Well, as Dorothy Fields put it, "It's not where you start; it's where you finish."

Burn The Floor, a two-act endeavor that claims to reinvent ballroom dancing (apparently by sapping it of anything resembling romance, cleverness or sincere emotion) originated in 1997 as a 50th birthday present for Elton John. (Note to friends and admirers: I'll be perfectly happy with a nice bottle of brandy when I hit the half-century mark this December.) After touring worldwide, the show has now settled on Broadway for a 12-week run, promoted as an entertainment that will especially appeal to fans of television's Dancing With The Stars and So You Think You Can Dance.

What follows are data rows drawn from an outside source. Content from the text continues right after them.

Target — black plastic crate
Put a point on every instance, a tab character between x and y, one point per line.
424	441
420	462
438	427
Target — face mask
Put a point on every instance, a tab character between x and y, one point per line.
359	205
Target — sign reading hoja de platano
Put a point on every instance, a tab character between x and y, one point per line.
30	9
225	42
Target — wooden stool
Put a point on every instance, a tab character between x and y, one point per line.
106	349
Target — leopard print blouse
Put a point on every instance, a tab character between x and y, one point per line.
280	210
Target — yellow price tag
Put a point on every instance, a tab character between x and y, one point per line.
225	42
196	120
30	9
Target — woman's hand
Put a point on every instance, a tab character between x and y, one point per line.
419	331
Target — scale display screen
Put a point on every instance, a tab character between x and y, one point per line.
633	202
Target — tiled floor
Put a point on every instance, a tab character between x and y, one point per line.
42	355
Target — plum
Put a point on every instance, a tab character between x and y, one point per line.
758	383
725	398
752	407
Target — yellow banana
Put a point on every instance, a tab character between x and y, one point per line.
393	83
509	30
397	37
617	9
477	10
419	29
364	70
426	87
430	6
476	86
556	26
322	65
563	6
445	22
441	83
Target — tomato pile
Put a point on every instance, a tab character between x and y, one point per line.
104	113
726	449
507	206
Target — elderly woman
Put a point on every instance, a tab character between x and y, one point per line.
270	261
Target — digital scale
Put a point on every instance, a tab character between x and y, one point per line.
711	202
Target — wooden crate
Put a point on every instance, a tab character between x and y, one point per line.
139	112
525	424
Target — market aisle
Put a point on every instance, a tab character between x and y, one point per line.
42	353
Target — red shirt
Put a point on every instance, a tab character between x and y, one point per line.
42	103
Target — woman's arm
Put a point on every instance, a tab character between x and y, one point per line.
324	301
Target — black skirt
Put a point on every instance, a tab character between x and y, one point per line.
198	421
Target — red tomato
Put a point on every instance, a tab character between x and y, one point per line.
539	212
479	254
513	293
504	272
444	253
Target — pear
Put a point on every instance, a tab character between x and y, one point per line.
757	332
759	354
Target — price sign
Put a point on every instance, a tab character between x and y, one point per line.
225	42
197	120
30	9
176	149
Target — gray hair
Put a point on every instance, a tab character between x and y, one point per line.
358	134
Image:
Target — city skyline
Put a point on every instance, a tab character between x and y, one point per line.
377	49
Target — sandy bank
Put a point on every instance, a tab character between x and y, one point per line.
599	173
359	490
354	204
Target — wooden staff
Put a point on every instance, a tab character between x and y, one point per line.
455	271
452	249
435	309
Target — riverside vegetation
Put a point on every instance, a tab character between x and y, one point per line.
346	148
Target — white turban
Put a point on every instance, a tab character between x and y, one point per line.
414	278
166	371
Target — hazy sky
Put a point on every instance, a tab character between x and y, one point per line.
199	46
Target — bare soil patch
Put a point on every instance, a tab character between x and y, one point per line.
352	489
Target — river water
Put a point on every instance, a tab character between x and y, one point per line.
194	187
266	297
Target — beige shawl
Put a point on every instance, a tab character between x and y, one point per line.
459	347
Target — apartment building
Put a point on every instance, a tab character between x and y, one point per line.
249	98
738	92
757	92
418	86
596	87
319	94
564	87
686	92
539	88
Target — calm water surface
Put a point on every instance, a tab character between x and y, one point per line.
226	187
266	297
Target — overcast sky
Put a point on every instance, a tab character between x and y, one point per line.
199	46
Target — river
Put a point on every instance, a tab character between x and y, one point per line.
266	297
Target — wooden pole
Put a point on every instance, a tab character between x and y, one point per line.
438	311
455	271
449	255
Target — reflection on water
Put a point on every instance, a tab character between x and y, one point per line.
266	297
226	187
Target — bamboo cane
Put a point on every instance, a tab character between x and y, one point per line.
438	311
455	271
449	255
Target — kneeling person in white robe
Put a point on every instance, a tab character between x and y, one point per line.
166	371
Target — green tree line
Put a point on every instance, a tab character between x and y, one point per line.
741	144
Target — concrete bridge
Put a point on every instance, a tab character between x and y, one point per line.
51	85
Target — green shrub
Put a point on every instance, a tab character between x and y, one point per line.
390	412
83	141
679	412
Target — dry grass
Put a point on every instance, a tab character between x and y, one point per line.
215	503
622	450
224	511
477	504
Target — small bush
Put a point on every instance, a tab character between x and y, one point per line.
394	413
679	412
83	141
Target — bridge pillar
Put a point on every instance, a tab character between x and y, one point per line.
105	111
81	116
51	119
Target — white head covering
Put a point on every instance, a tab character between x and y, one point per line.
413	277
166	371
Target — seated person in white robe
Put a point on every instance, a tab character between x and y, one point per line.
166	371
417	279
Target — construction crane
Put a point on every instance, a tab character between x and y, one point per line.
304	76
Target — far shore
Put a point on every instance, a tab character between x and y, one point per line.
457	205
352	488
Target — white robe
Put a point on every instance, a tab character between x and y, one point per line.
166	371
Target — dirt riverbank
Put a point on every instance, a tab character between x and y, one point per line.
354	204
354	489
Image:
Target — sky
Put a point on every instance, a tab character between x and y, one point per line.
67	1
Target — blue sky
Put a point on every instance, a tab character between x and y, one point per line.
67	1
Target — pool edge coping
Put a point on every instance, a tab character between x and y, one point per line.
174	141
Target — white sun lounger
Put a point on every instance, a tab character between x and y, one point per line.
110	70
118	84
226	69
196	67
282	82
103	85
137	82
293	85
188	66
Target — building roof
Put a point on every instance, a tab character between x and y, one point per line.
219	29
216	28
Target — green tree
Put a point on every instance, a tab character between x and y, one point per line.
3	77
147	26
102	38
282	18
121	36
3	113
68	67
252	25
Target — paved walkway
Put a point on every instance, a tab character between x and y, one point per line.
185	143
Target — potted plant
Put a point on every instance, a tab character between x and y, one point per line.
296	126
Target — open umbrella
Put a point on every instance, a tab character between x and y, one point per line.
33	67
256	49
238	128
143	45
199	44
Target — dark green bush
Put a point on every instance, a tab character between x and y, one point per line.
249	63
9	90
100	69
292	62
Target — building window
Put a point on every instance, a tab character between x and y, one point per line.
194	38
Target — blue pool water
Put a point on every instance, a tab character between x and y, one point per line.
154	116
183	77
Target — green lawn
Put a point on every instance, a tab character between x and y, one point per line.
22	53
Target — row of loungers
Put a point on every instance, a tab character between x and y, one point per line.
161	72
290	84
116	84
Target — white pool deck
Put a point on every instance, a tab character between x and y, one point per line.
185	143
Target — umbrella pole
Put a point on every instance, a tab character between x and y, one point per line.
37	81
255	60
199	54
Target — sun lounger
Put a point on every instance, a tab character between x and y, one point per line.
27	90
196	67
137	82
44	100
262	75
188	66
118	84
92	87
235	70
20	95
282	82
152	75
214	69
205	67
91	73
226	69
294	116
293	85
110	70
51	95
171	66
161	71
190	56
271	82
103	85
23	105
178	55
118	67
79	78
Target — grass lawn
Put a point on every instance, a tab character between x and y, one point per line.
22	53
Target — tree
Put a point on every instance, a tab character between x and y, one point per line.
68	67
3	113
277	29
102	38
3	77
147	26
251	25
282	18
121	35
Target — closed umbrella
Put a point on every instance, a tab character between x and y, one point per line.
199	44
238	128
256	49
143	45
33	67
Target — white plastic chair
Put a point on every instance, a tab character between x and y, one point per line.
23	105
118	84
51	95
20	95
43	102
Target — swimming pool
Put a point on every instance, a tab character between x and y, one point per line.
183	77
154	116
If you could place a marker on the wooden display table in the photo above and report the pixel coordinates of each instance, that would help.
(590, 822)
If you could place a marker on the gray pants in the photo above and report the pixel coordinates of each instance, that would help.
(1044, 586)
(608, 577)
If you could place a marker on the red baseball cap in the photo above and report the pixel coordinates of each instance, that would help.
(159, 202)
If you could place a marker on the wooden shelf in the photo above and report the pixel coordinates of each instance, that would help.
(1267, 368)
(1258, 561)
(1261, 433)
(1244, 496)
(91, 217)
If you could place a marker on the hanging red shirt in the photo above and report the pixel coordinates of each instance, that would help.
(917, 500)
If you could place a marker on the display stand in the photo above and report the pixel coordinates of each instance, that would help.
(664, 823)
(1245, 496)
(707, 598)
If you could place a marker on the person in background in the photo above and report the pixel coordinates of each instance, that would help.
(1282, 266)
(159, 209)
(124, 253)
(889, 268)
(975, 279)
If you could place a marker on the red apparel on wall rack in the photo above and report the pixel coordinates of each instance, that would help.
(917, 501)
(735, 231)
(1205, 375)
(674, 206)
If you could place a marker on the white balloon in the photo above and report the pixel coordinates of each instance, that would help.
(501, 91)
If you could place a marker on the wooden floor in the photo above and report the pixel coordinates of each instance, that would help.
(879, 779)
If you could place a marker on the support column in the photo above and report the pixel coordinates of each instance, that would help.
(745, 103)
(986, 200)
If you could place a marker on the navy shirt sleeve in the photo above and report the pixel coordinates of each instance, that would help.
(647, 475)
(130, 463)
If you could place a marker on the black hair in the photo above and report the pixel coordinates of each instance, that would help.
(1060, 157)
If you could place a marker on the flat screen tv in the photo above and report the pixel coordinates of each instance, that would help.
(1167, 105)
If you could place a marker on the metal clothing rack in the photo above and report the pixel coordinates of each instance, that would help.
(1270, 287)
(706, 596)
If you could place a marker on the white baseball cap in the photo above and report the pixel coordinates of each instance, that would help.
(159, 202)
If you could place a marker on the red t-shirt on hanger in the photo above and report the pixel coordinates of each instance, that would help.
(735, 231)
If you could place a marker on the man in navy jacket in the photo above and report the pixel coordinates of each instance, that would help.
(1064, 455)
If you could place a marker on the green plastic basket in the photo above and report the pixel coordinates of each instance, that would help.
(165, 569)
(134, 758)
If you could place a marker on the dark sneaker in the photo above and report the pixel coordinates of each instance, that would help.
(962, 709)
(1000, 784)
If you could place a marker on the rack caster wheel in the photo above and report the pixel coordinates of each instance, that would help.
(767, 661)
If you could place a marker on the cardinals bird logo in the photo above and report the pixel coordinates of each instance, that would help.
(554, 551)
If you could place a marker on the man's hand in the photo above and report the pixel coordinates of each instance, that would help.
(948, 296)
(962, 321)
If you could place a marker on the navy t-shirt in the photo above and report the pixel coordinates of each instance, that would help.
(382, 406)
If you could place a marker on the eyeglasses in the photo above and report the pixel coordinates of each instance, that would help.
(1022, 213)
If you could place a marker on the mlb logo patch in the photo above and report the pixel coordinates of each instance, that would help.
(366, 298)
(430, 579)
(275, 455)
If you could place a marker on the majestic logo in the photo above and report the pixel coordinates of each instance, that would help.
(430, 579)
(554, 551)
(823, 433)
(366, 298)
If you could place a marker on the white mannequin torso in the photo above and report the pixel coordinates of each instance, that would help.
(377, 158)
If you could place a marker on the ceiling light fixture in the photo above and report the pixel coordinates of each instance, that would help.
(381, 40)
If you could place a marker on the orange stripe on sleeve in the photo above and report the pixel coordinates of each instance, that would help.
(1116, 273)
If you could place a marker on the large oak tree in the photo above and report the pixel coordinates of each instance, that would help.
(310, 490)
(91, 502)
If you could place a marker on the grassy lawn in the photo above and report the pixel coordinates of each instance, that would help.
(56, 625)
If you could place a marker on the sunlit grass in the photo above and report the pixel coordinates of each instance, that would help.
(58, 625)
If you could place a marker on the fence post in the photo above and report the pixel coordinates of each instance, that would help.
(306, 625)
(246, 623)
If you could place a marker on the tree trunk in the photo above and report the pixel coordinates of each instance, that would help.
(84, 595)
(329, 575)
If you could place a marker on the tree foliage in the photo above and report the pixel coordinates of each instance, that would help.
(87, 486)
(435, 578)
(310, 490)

The idea seems pretty swell on paper. Director/choreographer Jason Gilkison has assembled a company of 18 title-winning dancers (Damon Sugden & Rebecca Sugden, Trent Whidden & Gordana Grandosek, Damian Whitewood & Petra Murgatroyd, Kevin Clifton & Giselle Peacock, Henry Byalikov & Nuria Santalucia, Sasha Farber & Melanie Hooper, Patrick Helm & Sharna Burgess, Jeremy Garner & Sarah Hives, Robin Windsor & Sarah Soriano), two featured stars (Karina Smirnoff & Maksim Chmerkovskiy, who are with the show through August 16), a pair of vocalists (Ricky Rojas & Rebecca Tapia) and four musicians (Conductor Henry Soriano and Roger Squitero on percussion, David Mann on sax and Earl Maneein on violin and guitar; there is also recorded music used) and has packaged them in a production whose format mirrors the rules of competitive ballroom dancing, known as dancesport. Using "international style," the company performs five Latin American dances (Cha Cha, Samba, Paso Doble, Rumba and Jive) and five Standards (Waltz, Foxtrot, Viennese Waltz, Tango and Quickstep) presented in four sets ("Inspirations," "Things That Swing," "The Latin Quarter" and "Contemporary") that utilize songs as diverse as "Let's Face the Music and Dance, "It Don't Mean a Thing (If It Ain't Got That Swing)" and "Turn The Beat Around." It's a chance to see pairs who are accustomed to dancing competitively working together as an ensemble, with various spotlight moments.

Unfortunately this world class talent is engulfed in an evening of tackiness trying to pass itself off as sexy. The frequently smoke-filled floor, Rick Belzer's intrusive lighting and costume designer Janet Hine's (working from John Van Gastel's originals) monotonously skin-revealing creations are too obvious to suggest anything sensual, but it's Gilkison's choreography, relentless in its determination to heat up the night with splits, tight clinches, gyrations and hip-swaying that quickly turns the evening into a dull affair. His staging of group numbers -- and the show is dominated by group numbers -- lacks texture. Routines tend to stay on the same level of aggressive athleticism serving more as skill demonstrations than expressions of artistry.

There are exceptions. Smirnoff and Chmerkovskiy earn their star billing by displaying some legitimate adult emotions in their pairing set to Rojas' vocal of "Burn For You." Even better, in my book, was a heartbreaking little fantasy (and if the Playbill listed who danced what routines I could tell you who was in it) where a rejected woman imagines herself romantically dancing with the stranger who just passed her by for another partner.

But such moments are cancelled out by the inclusion of questionable choices such as the Viennese Waltz to "Nights In White Satin" that seems to exist simply for the costume opportunity and an "all technique, no emotion" bit where a stageful of ladies in white fringe minis shake their best Tina Turner shimmies to "Proud Mary."

Yes, yes, I know... there are perhaps some true aficionados of ballroom dance reading this and wondering what business I have criticizing the efforts of artists from a culture I know nothing about. And I'll readily admit that whatever skill I may have in critiquing dance lies in how it pertains to musical theatre. But Burn The Floor is playing in a Broadway house and the producers have chosen to invite Broadway theatre critics to review it (no, those invitations are not transferable) so I'm obligated to write about it in the context I know best; that of being a theatre entertainment. I welcome any comments from those more familiar with dancesport to be posted below. In the meantime I'll just wait for autumn, when a bounty of new plays and musicals will be coming in. That's when I expect the Broadway season to really heat up.